24. The composition according to any of claims 1 to 23, characterized in that at least one antigen with at least one second binding site further comprises a linker, wherein the linker comprises the second binding site, and wherein the linker it is associated with the antigen by means of a peptide bond, and wherein preferably the linker is a cysteine.

25. The composition according to any of claims 1 to 24, characterized in that at least one antigen with at least one second binding site comprises or preferably consists of any of SEQ ID NOs 22, 25, 28 and 31.

26. A vaccine composition, characterized in that it comprises, or alternatively consists of, the composition according to any of claims 1 to 25.
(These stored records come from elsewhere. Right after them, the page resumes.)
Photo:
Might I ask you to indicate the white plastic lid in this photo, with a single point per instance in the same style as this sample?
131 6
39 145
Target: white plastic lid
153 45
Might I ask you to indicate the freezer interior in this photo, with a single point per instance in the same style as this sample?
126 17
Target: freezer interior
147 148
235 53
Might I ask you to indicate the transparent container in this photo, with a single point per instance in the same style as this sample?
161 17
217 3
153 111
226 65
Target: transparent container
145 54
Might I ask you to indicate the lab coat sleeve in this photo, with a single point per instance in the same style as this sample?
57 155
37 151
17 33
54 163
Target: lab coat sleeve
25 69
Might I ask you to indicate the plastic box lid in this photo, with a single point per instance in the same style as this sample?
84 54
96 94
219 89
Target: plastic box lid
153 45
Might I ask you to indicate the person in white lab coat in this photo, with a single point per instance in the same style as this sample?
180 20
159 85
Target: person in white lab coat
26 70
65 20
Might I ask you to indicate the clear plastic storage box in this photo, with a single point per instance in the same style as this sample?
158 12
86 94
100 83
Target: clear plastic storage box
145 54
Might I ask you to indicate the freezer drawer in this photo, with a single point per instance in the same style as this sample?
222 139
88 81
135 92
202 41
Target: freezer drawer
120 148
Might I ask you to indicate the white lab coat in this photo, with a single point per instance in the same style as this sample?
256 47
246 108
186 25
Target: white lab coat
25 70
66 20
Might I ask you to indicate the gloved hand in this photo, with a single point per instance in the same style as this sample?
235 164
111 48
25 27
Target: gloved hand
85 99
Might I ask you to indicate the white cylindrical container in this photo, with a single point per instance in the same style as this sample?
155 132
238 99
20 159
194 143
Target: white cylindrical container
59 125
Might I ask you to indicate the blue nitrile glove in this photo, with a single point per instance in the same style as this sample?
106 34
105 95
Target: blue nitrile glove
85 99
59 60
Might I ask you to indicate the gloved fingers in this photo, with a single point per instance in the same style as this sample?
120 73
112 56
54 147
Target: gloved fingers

27. The vaccine composition according to claim 26, characterized in that the vaccine lacks an adjuvant.

28. A pharmaceutical composition, characterized in that it comprises: '(a) the composition according to any one of claims 1 to 25 or the vaccine composition of any of claims 26 or 27; Y (b) a pharmaceutically acceptable carrier.

29. The composition according to claim 28, characterized in that it also comprises an adjuvant.
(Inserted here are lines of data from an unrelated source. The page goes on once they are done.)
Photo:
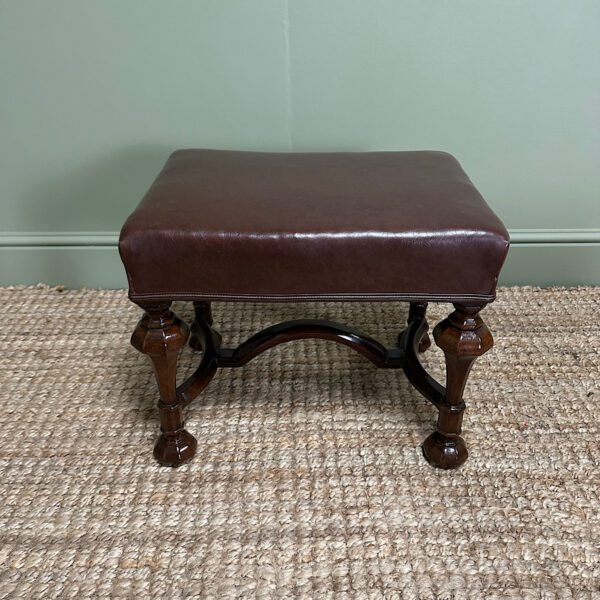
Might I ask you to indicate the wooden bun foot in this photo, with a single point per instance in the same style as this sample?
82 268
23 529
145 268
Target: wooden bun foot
174 450
444 452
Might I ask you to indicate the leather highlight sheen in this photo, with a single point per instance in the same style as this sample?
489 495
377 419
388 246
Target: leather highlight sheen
226 225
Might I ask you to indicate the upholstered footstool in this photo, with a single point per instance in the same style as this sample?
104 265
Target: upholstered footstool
267 227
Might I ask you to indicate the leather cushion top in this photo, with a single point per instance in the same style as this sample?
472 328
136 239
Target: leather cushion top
288 226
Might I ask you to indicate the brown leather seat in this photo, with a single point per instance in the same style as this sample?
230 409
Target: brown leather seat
221 225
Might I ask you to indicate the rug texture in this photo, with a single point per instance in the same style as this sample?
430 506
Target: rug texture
309 480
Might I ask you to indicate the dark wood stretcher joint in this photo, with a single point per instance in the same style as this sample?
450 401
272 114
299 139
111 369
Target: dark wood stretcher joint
291 227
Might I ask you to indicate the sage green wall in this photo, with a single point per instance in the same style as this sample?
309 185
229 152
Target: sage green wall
95 94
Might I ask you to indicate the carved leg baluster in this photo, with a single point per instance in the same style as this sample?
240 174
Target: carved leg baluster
161 335
463 336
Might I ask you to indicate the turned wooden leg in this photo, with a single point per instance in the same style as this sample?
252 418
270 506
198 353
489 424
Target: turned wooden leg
463 336
161 335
30. A method for treating, ameliorating, or preventing dengue fever, dengue hemorrhagic fever, and / or dengue shock syndrome, characterized in that it comprises administering an immunologically effective amount of the composition according to any one of claims 1 to 25. , of the vaccine composition of any of claims 26 or 27, and / or of the pharmaceutical composition of any of claims 28 or 29 to an animal, preferably a human .

31. Use of the composition according to any of claims 1 to 25, of the vaccine composition of any of claims 26 or 27, and / or of the pharmaceutical composition of any of claims 28 or 29 for the manufacture of a medicament. for the treatment, reduction and / or prevention of dengue fever, dengue hemorrhagic fever, and / or dengue shock syndrome in an animal, preferably in a human.

32. The composition according to any of claims 1 to 25, the vaccine composition of any of claims 26 or 27, and / or the pharmaceutical composition of any of claims 28 or 29, characterized in that it is for the treatment, aminorization and / or prevention of dengue fever, dengue hemorrhagic fever and / or dengue shock syndrome in an animal, preferably in a human.